Infection and Immunity ◽

10.1128/iai.68.3.1574-1586.2000 ◽

2000 ◽

Vol 68 (3) ◽

pp. 1574-1586 ◽

Cited By ~ 39

Author(s):

Melissa J. Caimano ◽

Xiaofeng Yang ◽

Taissia G. Popova ◽

Michael L. Clawson ◽

Darrin R. Akins ◽

...

Keyword(s):

Sequence Analysis ◽

Genomic Sequence ◽

Complete Sequence ◽

Open Reading Frames ◽

Exogenous Dna ◽

Variable Regions ◽

Different Types ◽

Sequence Relatedness ◽

Reading Frames

ABSTRACT In this study, we characterized seven members of the cp32/18 family of supercoiled plasmids in Borrelia burgdorferi297. Complete sequence analysis of a 21-kb plasmid (cp18-2) confirmed that the strain 297 plasmids are similar in overall content and organization to their B31 counterparts. Of the 31 open reading frames (ORFs) in cp18-2, only three showed sequence relatedness to proteins with known functions, and only one, a ParA/SopA ortholog, was related to nonborrelial polypeptides. Besides the lipoproteins, none of the ORFs appeared likely to encode a surface-exposed protein.

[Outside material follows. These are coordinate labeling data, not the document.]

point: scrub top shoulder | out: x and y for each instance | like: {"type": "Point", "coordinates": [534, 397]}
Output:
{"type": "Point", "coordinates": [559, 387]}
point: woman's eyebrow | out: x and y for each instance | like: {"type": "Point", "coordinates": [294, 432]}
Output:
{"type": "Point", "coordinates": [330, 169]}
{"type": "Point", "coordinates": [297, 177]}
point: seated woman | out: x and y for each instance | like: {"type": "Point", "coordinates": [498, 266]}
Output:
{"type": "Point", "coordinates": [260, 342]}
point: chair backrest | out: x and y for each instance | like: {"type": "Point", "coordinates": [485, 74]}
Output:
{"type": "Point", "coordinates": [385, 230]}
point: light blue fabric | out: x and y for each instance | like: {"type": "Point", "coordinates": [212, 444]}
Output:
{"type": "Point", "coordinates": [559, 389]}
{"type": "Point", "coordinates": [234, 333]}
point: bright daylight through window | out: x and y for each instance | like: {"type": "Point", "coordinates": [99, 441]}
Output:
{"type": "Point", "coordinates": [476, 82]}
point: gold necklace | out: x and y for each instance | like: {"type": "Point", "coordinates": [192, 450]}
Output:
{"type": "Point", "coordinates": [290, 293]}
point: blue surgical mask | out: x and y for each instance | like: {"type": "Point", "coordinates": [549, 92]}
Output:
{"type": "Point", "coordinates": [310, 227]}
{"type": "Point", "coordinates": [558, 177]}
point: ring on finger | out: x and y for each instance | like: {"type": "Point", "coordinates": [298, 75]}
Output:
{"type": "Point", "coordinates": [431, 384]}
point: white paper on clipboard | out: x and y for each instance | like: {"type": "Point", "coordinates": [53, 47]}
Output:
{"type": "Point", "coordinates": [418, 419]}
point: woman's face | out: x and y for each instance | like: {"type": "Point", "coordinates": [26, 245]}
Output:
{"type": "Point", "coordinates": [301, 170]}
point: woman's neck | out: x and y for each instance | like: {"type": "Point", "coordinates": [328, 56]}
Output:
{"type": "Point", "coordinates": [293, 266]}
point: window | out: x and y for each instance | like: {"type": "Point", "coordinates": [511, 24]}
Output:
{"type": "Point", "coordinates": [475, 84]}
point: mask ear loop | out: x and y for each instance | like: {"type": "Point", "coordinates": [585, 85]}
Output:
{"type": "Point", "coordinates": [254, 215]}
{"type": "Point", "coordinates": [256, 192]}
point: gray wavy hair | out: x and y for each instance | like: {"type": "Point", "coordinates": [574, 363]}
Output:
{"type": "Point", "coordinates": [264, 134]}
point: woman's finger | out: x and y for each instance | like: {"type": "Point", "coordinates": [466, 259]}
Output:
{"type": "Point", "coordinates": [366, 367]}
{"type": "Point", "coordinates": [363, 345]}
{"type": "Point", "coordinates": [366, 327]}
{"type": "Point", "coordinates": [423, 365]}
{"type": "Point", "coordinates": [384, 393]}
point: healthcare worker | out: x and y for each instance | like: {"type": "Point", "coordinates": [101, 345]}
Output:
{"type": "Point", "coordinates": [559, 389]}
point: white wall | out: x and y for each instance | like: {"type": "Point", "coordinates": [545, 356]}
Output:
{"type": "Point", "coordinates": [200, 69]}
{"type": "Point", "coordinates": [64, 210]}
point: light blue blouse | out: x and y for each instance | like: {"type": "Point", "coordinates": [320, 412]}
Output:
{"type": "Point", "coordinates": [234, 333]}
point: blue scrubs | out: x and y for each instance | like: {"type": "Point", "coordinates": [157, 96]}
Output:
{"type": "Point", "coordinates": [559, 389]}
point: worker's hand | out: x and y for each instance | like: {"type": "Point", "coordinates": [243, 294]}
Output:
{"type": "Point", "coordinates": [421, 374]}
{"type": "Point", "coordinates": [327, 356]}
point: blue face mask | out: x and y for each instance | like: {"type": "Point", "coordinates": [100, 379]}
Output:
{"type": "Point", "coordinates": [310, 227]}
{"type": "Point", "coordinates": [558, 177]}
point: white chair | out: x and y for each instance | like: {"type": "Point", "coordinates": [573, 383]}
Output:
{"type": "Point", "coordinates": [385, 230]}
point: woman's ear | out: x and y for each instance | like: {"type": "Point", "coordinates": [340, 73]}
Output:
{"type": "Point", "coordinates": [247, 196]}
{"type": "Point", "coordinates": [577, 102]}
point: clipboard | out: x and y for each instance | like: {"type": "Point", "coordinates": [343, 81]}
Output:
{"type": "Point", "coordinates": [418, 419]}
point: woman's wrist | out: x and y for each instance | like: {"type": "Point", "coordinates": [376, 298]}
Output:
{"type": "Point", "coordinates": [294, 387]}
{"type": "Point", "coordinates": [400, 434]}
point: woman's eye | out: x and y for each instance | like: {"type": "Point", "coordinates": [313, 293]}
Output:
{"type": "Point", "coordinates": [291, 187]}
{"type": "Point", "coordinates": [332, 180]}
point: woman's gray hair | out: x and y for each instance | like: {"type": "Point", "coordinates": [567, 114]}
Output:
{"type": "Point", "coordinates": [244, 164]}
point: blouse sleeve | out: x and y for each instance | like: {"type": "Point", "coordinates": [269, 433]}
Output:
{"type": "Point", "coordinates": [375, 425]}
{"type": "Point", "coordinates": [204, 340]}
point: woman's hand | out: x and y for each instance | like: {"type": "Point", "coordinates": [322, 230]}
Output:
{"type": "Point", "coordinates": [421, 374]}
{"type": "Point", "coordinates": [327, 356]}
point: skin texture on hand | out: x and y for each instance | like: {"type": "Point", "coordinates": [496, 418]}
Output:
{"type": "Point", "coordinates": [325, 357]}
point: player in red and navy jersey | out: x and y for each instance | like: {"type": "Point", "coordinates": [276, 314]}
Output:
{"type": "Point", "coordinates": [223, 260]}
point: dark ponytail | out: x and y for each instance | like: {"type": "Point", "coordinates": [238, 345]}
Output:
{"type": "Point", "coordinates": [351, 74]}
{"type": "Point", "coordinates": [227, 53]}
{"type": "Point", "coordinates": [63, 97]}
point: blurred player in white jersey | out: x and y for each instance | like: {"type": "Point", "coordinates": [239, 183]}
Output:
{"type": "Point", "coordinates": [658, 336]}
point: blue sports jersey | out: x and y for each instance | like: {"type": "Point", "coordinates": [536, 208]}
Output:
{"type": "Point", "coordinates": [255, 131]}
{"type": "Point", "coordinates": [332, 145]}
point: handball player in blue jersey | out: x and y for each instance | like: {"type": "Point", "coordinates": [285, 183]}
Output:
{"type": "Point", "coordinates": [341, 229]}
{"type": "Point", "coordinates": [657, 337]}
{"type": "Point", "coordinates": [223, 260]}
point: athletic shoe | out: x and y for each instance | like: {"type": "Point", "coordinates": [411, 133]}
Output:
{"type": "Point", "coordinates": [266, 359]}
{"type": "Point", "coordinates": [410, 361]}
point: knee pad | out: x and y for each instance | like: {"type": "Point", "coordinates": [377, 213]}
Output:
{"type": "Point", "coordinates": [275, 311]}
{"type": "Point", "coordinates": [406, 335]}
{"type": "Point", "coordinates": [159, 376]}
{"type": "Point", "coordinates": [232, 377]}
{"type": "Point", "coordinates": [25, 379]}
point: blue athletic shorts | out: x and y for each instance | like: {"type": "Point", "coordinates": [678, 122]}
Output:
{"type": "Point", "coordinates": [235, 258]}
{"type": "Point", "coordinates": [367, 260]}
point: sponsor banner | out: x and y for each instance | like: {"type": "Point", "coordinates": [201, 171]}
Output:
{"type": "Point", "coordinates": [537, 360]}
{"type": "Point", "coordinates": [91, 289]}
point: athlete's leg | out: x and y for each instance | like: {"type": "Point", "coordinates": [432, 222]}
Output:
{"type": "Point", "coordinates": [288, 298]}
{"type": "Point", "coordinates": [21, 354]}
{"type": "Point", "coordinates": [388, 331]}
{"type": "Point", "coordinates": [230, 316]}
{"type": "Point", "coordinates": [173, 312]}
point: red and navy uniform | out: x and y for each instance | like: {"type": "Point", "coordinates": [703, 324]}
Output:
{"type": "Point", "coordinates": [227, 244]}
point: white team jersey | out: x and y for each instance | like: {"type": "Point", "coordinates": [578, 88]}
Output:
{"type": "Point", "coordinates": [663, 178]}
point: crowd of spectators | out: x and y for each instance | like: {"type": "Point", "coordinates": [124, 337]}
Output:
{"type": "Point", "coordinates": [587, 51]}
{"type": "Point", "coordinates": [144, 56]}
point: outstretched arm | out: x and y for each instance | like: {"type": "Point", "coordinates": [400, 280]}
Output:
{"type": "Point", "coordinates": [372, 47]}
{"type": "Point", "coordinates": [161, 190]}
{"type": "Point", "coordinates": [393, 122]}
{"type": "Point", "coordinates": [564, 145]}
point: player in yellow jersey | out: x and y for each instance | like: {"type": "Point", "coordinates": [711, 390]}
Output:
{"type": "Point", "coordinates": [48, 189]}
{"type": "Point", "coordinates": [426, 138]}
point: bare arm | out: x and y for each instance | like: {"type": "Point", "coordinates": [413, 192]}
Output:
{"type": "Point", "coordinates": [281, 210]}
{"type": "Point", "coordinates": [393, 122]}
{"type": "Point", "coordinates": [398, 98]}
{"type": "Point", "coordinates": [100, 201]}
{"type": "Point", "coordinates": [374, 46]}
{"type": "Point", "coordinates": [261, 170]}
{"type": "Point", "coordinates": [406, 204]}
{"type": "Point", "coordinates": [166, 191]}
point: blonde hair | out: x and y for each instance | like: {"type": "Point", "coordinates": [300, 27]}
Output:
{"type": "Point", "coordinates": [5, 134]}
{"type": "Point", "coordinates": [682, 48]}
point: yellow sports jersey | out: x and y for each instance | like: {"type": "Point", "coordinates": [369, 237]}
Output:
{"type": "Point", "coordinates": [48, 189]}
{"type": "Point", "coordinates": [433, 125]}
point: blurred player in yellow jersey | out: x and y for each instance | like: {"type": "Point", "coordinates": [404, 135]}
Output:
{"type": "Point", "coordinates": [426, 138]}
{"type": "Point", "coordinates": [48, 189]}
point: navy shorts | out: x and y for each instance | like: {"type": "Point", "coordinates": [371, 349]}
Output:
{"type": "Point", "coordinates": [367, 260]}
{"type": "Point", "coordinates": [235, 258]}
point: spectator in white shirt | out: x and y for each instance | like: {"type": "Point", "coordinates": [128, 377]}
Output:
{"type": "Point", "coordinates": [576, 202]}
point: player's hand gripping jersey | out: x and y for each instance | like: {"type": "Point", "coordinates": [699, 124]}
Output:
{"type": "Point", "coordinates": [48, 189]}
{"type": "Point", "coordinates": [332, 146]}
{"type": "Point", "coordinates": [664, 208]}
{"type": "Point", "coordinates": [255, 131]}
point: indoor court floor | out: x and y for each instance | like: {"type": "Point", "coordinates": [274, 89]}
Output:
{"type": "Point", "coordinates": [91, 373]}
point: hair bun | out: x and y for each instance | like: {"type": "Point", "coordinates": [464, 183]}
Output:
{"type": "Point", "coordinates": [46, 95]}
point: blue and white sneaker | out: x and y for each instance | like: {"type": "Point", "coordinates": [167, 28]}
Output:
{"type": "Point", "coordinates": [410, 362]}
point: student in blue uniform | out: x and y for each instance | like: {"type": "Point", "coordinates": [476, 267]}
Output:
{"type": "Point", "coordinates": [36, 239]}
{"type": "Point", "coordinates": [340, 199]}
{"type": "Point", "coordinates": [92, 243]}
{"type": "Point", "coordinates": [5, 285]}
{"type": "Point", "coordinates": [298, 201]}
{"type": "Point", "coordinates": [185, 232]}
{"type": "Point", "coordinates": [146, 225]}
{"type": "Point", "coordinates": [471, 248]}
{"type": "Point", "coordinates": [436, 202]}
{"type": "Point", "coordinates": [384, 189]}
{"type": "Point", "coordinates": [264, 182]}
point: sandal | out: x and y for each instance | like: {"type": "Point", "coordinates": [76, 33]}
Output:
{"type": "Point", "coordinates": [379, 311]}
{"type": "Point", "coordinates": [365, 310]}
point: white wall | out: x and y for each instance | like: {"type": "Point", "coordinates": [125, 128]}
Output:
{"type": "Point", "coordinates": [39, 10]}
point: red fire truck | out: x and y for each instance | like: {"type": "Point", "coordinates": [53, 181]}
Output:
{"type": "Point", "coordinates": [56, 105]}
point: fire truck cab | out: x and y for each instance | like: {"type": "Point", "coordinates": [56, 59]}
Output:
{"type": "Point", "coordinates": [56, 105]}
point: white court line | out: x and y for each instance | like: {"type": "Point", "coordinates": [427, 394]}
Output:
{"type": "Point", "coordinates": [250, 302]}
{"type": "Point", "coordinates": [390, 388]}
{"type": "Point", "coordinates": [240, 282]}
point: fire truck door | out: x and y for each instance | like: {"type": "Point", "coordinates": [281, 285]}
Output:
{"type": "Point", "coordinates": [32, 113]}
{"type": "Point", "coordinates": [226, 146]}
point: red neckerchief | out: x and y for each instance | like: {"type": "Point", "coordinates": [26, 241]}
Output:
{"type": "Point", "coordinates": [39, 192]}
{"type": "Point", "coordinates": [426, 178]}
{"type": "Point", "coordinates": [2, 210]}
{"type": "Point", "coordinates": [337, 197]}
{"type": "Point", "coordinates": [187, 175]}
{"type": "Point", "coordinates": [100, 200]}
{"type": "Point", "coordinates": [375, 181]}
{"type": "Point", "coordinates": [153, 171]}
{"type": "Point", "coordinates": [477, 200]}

Comparison with the B31 genomic sequence indicated that paralogs for most of the ORFs in cp18-2 can be identified on other genetic elements. cp18-2 was found to lack a 9- to 10-kb fragment present in the 32-kb homologs which, by extrapolation from the B31 cp32 sequences, contains at least 15 genes presumed to be unnecessary for plasmid maintenance. Sequence analysis of the lipoprotein-encoding variable loci provided evidence that recombinatorial processes within these regions may result in the acquisition of exogenous DNA. Pairwise analysis with random shuffling revealed that the multiple lipoproteins (Mlp; formerly designated 2.9 LPs) fall into two distinct homology groups which appear to have arisen by gene fusion events similar to those recently proposed to have generated the three OspE, OspF, and Elp lipoprotein families (D. R. Akins, M. J. Caimano, X. Yang, F. Cerna, M. V. Norgard, and J. D. Radolf, Infect. Immun. 67:1526–1532, 1999). Comparative analysis of the variable regions also indicated that recombination within the loci of each plasmid may occur independently. Last, comparison of variable loci revealed that the cp32/18 plasmid complements of the B31 and 297 isolates differ substantially, indicating that the two strains have been subject to divergent adaptive pressures. In addition to providing evidence for two different types of recombinatorial events involving cp32/18 plasmids, these findings underscore the need for genetic analysis of diverse borrelial isolates in order to elucidate the Lyme disease spirochete's complex parasitic strategies.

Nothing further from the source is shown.